É preciso entender que houve uma grande virada no mundo, entre o fim do século passado e o começo deste, à direita. O desaparecimento da União Soviética levou o mundo à hegemonia do imperialismo americano. O capitalismo passou de um modelo industrial para um modelo especulativo, financeiro. O modelo hegemônico de política de Estado deixou de ser o modelo de bem-estar social, agora “o mercado é que se vire”. Isso foi um retrocesso descomunal para a esquerda. É difícil imaginar que vamos sair desse cenário direto para o socialismo. Não, o neoliberalismo é o modelo que mais se generalizou no mundo. Até na China há políticas de mercado. A luta da esquerda hoje, antes de tudo, é para derrotar o neoliberalismo, que é a forma que o capitalismo assumiu agora. Hoje ninguém fala de socialismo como realidade imediata. Mesmo a China bota mais para a frente. É um fenômeno negativo na correlação de forças.
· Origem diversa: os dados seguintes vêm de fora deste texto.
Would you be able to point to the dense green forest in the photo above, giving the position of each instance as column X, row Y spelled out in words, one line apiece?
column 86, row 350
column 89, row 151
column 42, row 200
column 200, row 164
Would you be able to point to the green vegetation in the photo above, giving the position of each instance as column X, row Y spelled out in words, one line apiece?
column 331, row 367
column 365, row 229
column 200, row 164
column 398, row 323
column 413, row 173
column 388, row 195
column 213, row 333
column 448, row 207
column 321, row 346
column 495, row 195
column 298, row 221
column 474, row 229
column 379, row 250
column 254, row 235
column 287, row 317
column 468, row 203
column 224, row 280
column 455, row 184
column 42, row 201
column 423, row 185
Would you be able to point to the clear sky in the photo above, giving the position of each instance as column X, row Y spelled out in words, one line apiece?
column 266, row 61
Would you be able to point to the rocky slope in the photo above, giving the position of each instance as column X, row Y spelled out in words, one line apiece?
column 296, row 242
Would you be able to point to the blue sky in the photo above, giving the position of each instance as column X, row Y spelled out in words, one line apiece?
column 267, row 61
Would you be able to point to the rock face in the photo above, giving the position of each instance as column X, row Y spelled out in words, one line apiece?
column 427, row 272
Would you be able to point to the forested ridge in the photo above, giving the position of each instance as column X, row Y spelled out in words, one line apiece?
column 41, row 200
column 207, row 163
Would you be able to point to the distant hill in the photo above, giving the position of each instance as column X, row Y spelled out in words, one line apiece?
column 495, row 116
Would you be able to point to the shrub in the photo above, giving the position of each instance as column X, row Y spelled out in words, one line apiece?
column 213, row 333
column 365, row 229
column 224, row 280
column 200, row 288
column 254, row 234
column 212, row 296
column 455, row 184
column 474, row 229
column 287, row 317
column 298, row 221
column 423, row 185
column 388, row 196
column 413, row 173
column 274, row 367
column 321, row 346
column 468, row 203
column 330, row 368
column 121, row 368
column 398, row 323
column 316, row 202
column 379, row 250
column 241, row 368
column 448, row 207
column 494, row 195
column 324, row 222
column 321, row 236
A esquerda tem que descobrir como passar do antineoliberalismo para o anticapitalismo. Eu acho que a esfera pública é o embrião do anticapitalismo. Por isso, é importante universalizar os direitos. Então, quanto mais a esfera pública toma participação na vida social, mais você combate o modelo mercantil. Os governos progressistas da América Latina têm e tiveram alguma coisa disso, fortaleceram os direitos de todos. Houve pleno emprego no governo da Dilma. Mas hoje é isso que está colocado. Ser de esquerda hoje é ser antineoliberal.